少しでも考えることができたら、褒めましょう。正解でなくても、自分で考えることができる部下か、まったく考えが浮かばない部下かの違いは大きいものです。当面、足りない部分は補って仕事を進めていく必要がありますが、まずは「考える習慣づけ」をしていきます。
そのきっかけとして、上司が仕事を依頼する際には、理解させて行わせることが基本原則です。「何のために、この仕事を行うのか?」を説明し、仕事をする理由を教える事が重要です。「自分で理解して、考える」というステップを繰り返すことで、「考える」習慣が身につきます。徹底的に考えさせることで、自立心は生まれます。
■「失敗を極端に恐れているタイプ」の対処法
上司が仕事を依頼する際には、部下ひとりではなく、上司も含めて一緒にやるんだという雰囲気を作って安心させることが大切です。

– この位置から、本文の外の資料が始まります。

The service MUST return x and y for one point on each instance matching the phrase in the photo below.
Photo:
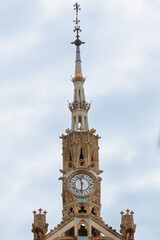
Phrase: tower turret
(79, 107)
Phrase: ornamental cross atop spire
(79, 107)
(77, 28)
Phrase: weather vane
(77, 28)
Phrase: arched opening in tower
(95, 232)
(93, 211)
(82, 210)
(82, 231)
(70, 232)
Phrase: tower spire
(79, 107)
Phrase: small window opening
(82, 231)
(82, 210)
(81, 155)
(93, 211)
(71, 210)
(79, 94)
(81, 159)
(95, 232)
(70, 232)
(70, 161)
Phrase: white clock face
(81, 184)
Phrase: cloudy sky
(121, 59)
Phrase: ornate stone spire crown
(79, 107)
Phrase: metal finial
(77, 28)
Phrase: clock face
(81, 184)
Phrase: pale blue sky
(121, 61)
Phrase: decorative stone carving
(67, 197)
(39, 227)
(127, 225)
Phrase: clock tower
(81, 181)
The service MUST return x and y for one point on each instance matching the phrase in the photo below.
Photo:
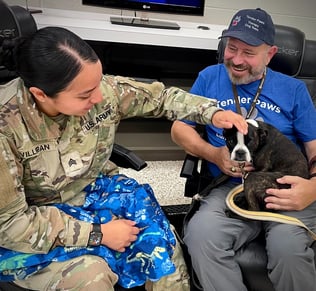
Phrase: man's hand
(228, 118)
(119, 234)
(300, 195)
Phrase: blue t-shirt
(284, 102)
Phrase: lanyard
(254, 101)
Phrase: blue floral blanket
(148, 258)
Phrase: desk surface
(97, 26)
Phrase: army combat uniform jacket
(46, 160)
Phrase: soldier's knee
(85, 273)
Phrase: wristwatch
(95, 237)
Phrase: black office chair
(16, 21)
(297, 58)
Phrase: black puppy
(272, 155)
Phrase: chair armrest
(125, 158)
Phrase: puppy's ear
(263, 136)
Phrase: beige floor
(163, 176)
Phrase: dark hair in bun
(48, 59)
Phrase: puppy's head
(242, 147)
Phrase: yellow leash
(262, 215)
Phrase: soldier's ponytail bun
(8, 49)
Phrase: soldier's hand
(119, 234)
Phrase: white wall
(300, 14)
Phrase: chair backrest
(15, 21)
(296, 56)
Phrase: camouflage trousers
(92, 273)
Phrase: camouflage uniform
(51, 159)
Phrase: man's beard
(253, 75)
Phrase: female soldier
(68, 220)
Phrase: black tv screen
(188, 7)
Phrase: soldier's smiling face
(80, 95)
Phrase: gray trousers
(213, 238)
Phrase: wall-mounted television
(182, 7)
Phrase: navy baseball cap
(252, 26)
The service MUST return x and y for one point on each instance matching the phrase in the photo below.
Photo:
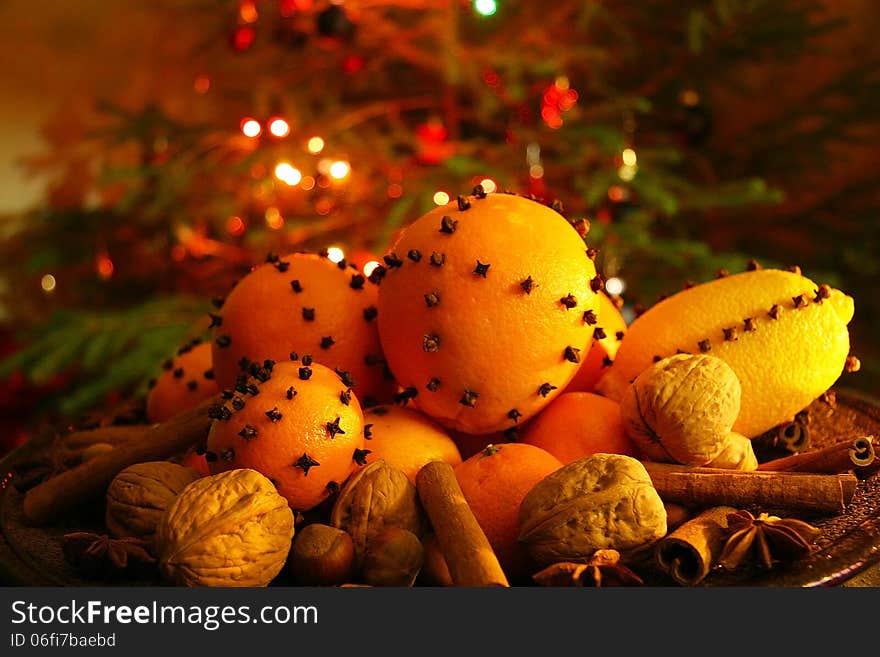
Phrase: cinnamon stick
(858, 453)
(53, 497)
(795, 491)
(469, 556)
(688, 553)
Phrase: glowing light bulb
(288, 174)
(250, 127)
(485, 7)
(339, 169)
(627, 172)
(615, 285)
(235, 226)
(489, 185)
(279, 127)
(274, 220)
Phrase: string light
(615, 285)
(235, 226)
(247, 11)
(627, 172)
(485, 7)
(274, 220)
(335, 254)
(287, 173)
(202, 84)
(339, 169)
(104, 267)
(250, 127)
(279, 127)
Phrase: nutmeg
(321, 556)
(378, 496)
(682, 408)
(393, 557)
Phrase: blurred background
(152, 152)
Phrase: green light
(485, 7)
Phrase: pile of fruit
(475, 411)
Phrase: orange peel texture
(482, 317)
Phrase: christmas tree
(692, 136)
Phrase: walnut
(378, 496)
(601, 501)
(682, 408)
(138, 495)
(229, 529)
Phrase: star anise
(98, 555)
(767, 538)
(603, 569)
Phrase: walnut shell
(682, 408)
(138, 496)
(229, 529)
(601, 501)
(378, 496)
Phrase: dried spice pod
(681, 409)
(311, 307)
(597, 502)
(138, 496)
(514, 280)
(229, 529)
(374, 498)
(787, 358)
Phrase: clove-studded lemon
(484, 308)
(785, 337)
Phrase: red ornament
(242, 38)
(433, 147)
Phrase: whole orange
(577, 424)
(187, 379)
(483, 310)
(407, 439)
(296, 423)
(494, 483)
(609, 328)
(304, 303)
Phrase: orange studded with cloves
(303, 303)
(297, 423)
(489, 326)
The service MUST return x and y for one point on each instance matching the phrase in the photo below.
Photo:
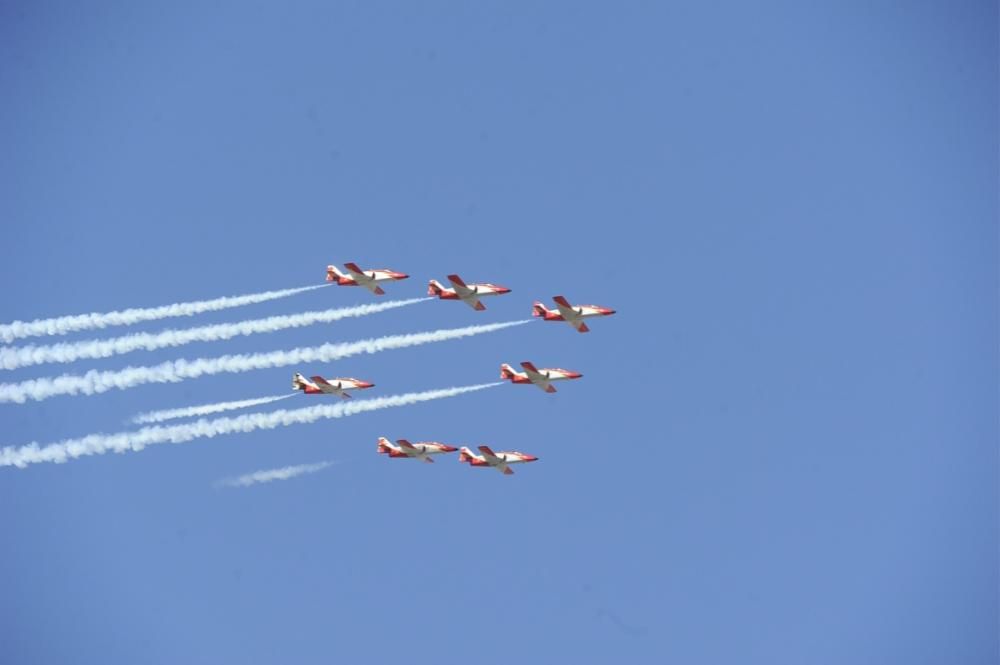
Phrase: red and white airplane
(421, 451)
(369, 279)
(571, 314)
(467, 293)
(540, 377)
(499, 461)
(319, 385)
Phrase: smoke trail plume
(173, 371)
(98, 444)
(204, 409)
(270, 475)
(63, 325)
(66, 352)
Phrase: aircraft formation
(471, 294)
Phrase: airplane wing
(533, 372)
(328, 387)
(490, 456)
(356, 271)
(566, 309)
(537, 377)
(461, 288)
(474, 303)
(362, 279)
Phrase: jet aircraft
(369, 279)
(421, 451)
(572, 314)
(499, 461)
(467, 293)
(318, 385)
(540, 377)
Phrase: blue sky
(784, 447)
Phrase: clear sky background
(784, 447)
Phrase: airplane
(498, 461)
(369, 279)
(420, 451)
(318, 385)
(572, 314)
(467, 293)
(540, 377)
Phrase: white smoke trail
(98, 444)
(63, 325)
(269, 475)
(67, 352)
(204, 409)
(173, 371)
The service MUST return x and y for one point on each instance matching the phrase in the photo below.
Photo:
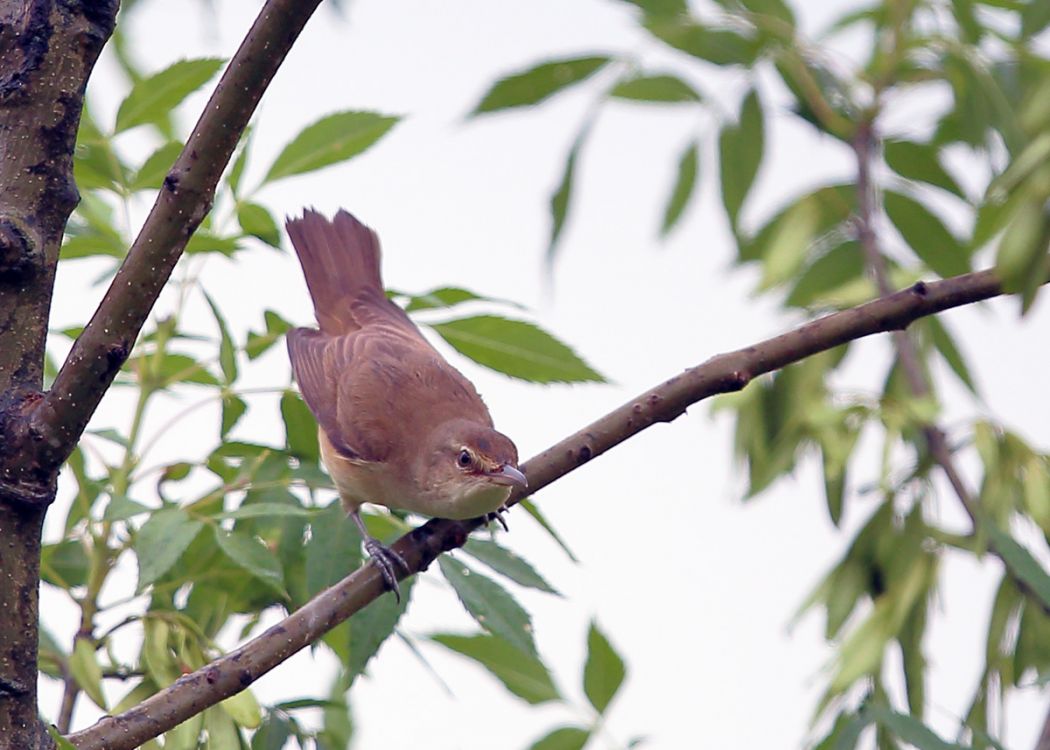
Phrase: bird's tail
(340, 261)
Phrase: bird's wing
(312, 354)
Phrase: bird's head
(470, 469)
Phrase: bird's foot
(497, 515)
(386, 561)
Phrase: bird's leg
(497, 515)
(385, 559)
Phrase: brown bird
(397, 424)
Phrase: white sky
(694, 588)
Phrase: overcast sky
(694, 588)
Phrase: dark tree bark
(47, 50)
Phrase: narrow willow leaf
(153, 98)
(448, 297)
(259, 342)
(253, 557)
(233, 409)
(156, 166)
(920, 162)
(60, 742)
(85, 669)
(371, 626)
(538, 83)
(817, 285)
(684, 184)
(489, 604)
(334, 549)
(333, 139)
(227, 352)
(524, 675)
(563, 195)
(161, 541)
(1020, 561)
(256, 221)
(720, 46)
(300, 428)
(740, 149)
(664, 88)
(516, 348)
(909, 729)
(563, 738)
(926, 235)
(273, 734)
(506, 562)
(604, 671)
(945, 346)
(244, 709)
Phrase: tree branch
(47, 51)
(663, 403)
(182, 204)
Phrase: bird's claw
(497, 515)
(386, 560)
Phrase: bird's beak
(509, 476)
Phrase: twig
(725, 373)
(181, 205)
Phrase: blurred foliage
(970, 182)
(265, 536)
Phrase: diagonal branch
(182, 204)
(729, 372)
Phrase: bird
(398, 425)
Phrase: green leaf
(506, 562)
(153, 98)
(684, 184)
(910, 730)
(371, 627)
(244, 709)
(663, 88)
(926, 235)
(563, 738)
(86, 671)
(273, 734)
(721, 46)
(156, 166)
(121, 507)
(333, 139)
(740, 149)
(945, 346)
(265, 509)
(64, 564)
(538, 83)
(604, 671)
(233, 409)
(919, 161)
(489, 604)
(334, 549)
(516, 348)
(227, 352)
(161, 542)
(253, 557)
(60, 742)
(563, 194)
(257, 221)
(300, 428)
(816, 286)
(1020, 561)
(524, 675)
(259, 342)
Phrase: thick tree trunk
(47, 49)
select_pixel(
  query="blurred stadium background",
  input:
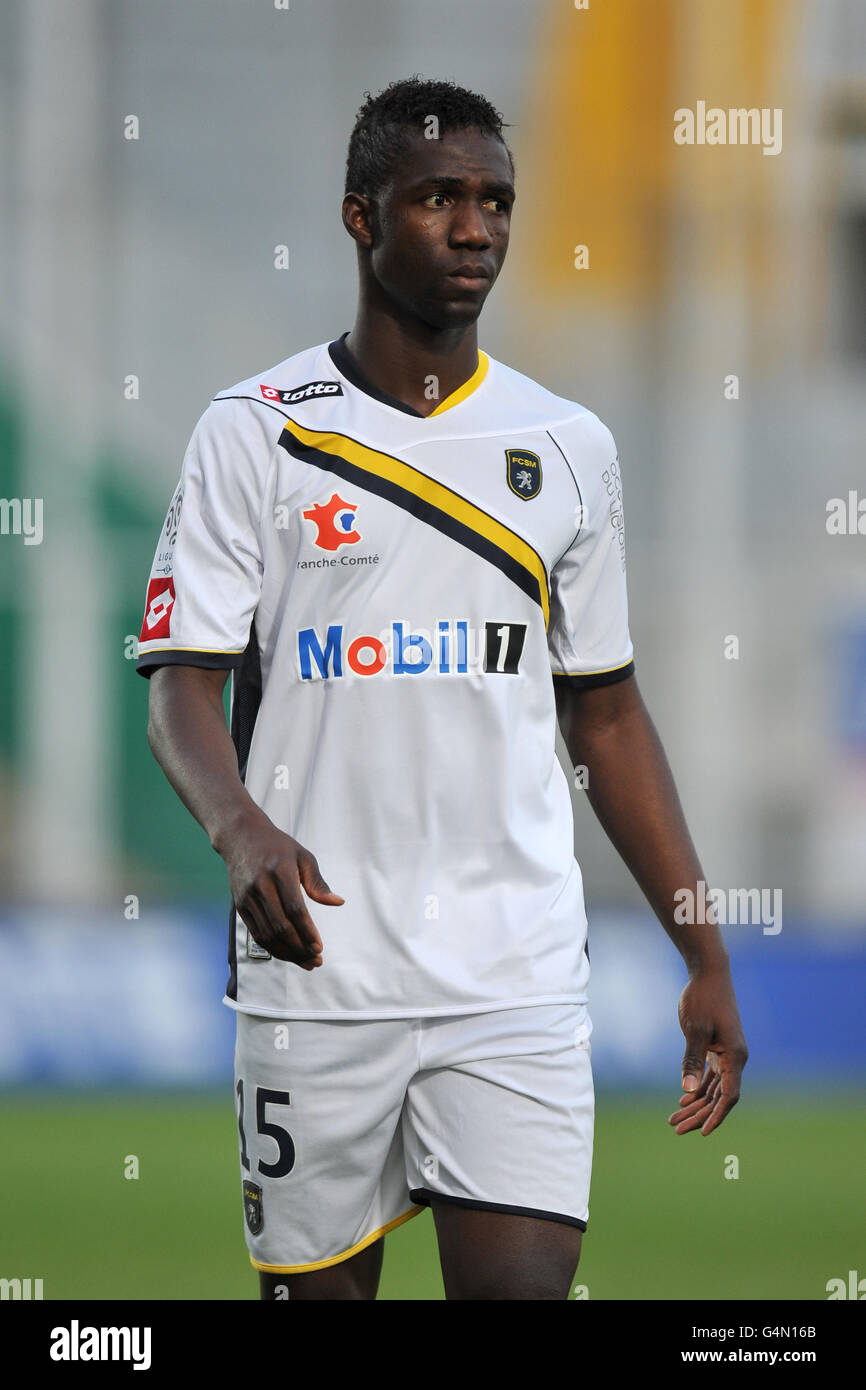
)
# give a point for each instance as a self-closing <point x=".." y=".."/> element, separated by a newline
<point x="150" y="260"/>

失敗を恐れる部下が難しい問題に直面したら、その問題を引き取り、解決することで見本を示します。見本を示すだけでなく、実際に部下にやらせてみると成長を促進させます。ある程度、理解や経験を積めば、自分自身で考えて応用力をつけることができるものです。
また、失敗も早期であればあるほど、リカバリーも早くできることを理解させて、定期的に報告させるという方法が有効です。
■「失敗するまで一切報告しないタイプ」の対処法
自立できない部下の代表格は「質問ばかりするタイプ」ですが、中には「失敗するまで一切報告しないタイプ」もいます。後者は一見、自立心が強そうに見えますが、失敗してもなんとかなる、と根拠なく楽観的に考えているにすぎません。早期発見できていたら、たいした失敗ではなかったのに、取り返しがつかなくなった段階で上司に報告してくるという、恐ろしいことにならないよう注意しなくてはなりません。
そんなIT系部下が自立的に考えられるようにするには、定期的な「報告」が有効です。毎日17時、○曜日の8時30分など報告を受ける時間を決めることで指導を徹底でき、自然と考える習慣は定着します。まずは、行動を変えさせることから始めます。
このタイプの場合、本人に自覚がないケースがほとんどです。注意すべきなのは、単に「自立しなさい」と言うだけでは自分に対する攻撃であると感じ、反発心をあおります。定期的な「報告」の習慣をつけさせ、自分だけで仕事をしているのではない、と本人の意識を変えるだけで、充分に自立を促してあげることができます。
■部下の「自立心」を育てるために
このように、「自立できないIT系部下」にはいろいろなタイプがいますが、実は「考える習慣」と「報告の習慣」をつけさせることは、どんなタイプにも共通する必要事項です。
さらには「期待されている」という意識を持たせてあげることが大切です。重要な仕事を任されているという意識を持てば、仕事に対する意欲は自然に上がるものです。
自分自身で考えながら、仕事を行い、成功体験を生みだすことによって、「自立心」がぐんぐん育つことが期待できます。そのことは、本人だけでなく、組織全体にとっても、大きなメリットとなることは間違いありません。